防衛に関しては、警察予備隊から始まり自衛隊として成立したがかつての日本軍の組織ではなく、米国に組み込まれている専守防衛型の軍隊になった事。
「ほう……日本は敗北したが不屈の精神力で連合軍を追い抜いたのか! 自衛隊の事はさておいてだが幸先が良いな」
石原莞爾は大いに笑みを浮かべてまだまだ続く未来の出来事を見て行くうちに表情が暗くなっていく。
それはかつての日本人としての気概を失い、愛国心が諸悪の権現として扱われて個人主義が蔓延っていき金しか興味がない日本の良き古いものが消えていく様を見せられていたのを見て憤怒の表情になる。
「何という体たらくだ! しかも靖国神社に参拝する事が戦争賛美!? ふざけるのもいい加減にしろ! 俺達はこんな日本にするために満洲事変を起こしたのではない!」
石原莞爾はそこで目を醒ます。
「……夢……か、だが……あの夢は俺が死んだ後の日本の姿なのだな、くそったれ! この病がなければもう一度、あの誇りを失った日本の未来を覆してやるものを!」
石原はふとベッドの横の新聞に目をやると例のクーデターの事が書かれていたことを思い出す。

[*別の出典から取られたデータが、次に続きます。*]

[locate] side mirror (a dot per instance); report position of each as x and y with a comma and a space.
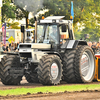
64, 28
22, 29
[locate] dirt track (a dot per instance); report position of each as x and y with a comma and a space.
59, 96
94, 95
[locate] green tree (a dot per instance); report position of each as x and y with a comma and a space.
8, 10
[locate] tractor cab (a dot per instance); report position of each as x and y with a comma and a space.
29, 34
54, 30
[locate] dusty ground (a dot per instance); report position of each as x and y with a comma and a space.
87, 95
60, 96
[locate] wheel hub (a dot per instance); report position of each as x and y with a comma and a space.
54, 70
85, 64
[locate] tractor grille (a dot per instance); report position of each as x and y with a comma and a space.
24, 46
28, 55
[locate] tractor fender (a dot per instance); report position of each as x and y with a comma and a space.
72, 44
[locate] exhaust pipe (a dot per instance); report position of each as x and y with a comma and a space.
35, 29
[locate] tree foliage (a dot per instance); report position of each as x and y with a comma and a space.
8, 10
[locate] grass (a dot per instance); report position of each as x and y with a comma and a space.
47, 89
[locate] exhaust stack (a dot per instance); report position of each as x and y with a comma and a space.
35, 29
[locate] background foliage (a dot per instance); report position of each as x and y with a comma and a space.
86, 14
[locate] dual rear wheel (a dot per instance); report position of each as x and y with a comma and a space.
78, 67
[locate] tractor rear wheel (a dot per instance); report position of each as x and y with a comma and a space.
50, 70
31, 76
79, 65
10, 70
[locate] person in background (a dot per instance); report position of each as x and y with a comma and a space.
15, 47
3, 47
7, 47
18, 45
89, 44
11, 43
94, 47
11, 47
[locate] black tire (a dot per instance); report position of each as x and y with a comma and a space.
47, 74
9, 63
77, 71
31, 76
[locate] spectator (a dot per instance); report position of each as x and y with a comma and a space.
3, 47
7, 47
18, 46
12, 47
10, 43
89, 44
15, 47
94, 47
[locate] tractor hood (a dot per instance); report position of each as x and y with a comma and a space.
42, 46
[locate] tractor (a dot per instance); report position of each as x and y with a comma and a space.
54, 56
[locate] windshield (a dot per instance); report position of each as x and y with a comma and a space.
47, 33
51, 34
40, 33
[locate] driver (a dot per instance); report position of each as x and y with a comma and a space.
53, 35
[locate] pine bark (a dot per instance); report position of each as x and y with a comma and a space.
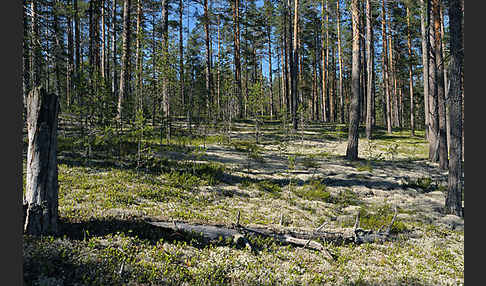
295, 66
369, 57
165, 61
410, 75
138, 57
181, 56
113, 50
208, 59
454, 194
270, 71
70, 59
387, 111
236, 39
354, 108
443, 154
124, 73
323, 63
340, 62
433, 89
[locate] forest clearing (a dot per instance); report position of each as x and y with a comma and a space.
210, 142
285, 182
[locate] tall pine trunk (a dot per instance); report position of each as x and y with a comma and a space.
425, 62
138, 57
323, 63
369, 57
410, 74
236, 40
113, 50
295, 66
165, 67
354, 109
208, 59
454, 194
386, 91
443, 156
340, 62
433, 90
123, 89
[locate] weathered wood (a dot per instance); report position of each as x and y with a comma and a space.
41, 197
238, 234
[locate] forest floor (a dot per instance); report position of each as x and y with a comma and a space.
286, 181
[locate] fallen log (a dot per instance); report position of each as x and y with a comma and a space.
239, 235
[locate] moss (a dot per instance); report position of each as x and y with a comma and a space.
314, 190
270, 188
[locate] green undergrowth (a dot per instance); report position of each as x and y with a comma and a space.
104, 199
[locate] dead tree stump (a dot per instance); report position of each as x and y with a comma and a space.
41, 195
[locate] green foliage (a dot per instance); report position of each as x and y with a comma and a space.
380, 216
314, 190
272, 189
363, 167
346, 198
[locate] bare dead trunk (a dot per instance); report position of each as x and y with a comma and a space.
41, 196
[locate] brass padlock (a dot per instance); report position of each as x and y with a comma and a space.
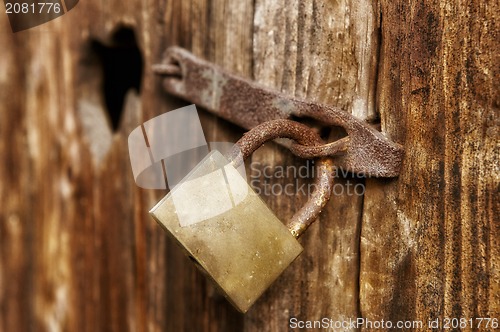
227, 229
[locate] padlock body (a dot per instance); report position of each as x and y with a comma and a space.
242, 246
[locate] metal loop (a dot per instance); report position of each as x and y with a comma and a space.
304, 136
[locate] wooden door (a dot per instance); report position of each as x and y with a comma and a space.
78, 250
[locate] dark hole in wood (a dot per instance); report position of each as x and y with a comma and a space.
122, 66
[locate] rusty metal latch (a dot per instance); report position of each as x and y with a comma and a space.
247, 104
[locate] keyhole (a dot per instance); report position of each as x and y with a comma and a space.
122, 67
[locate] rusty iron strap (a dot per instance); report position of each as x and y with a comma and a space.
248, 104
305, 136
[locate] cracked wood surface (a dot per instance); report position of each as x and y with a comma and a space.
79, 252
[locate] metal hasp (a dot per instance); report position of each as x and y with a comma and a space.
247, 104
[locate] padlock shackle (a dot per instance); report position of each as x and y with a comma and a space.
303, 135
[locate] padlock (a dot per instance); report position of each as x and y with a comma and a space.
225, 227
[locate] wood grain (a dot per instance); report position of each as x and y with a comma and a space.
79, 252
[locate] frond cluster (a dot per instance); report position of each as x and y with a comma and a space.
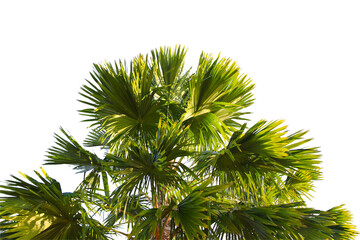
181, 162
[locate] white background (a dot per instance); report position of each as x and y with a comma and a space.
303, 56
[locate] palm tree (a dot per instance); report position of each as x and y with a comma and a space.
180, 161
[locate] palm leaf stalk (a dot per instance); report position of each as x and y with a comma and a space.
182, 161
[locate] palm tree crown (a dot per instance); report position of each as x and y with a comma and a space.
181, 162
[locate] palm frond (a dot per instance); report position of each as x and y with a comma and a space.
218, 94
40, 210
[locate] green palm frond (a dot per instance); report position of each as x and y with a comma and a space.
257, 158
287, 221
217, 94
180, 162
69, 151
97, 138
122, 102
40, 210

東京で阿南大将率いる陸軍と海軍がクーデターを起こしてポツダム宣言を受け入れずに本土決戦の態勢に入った彼は憤慨するとともに日本という二千年以上続いた歴史の終焉を迎える事を悟る。
「……大馬鹿者達が!! 所詮は己の面子しか考えていない奴らだ。しかも皇居を抑えて陛下を人質にするとは奴らこそ大逆の謀反人だ! ポツダム宣言を受け入れた日本も将来の姿は最悪、本土決戦が行われた日本は更に民族滅亡と分割統治……どちらも最悪の極みだ。だが、最早この俺の命は尽きるのだ……」
石原はゆっくりと体を起こして外を見る。
のどかで外から雀の鳴き声が聞こえるが石原はその余裕もなく一筋の悔し涙が頬を伝わるのを感じる。
その時、強烈な白銀色の光に包まれると石原は気を失う。
どれだけ経っただろうか? ふと彼が目を覚ますと何もない白銀色の空間にポツリと立っていた。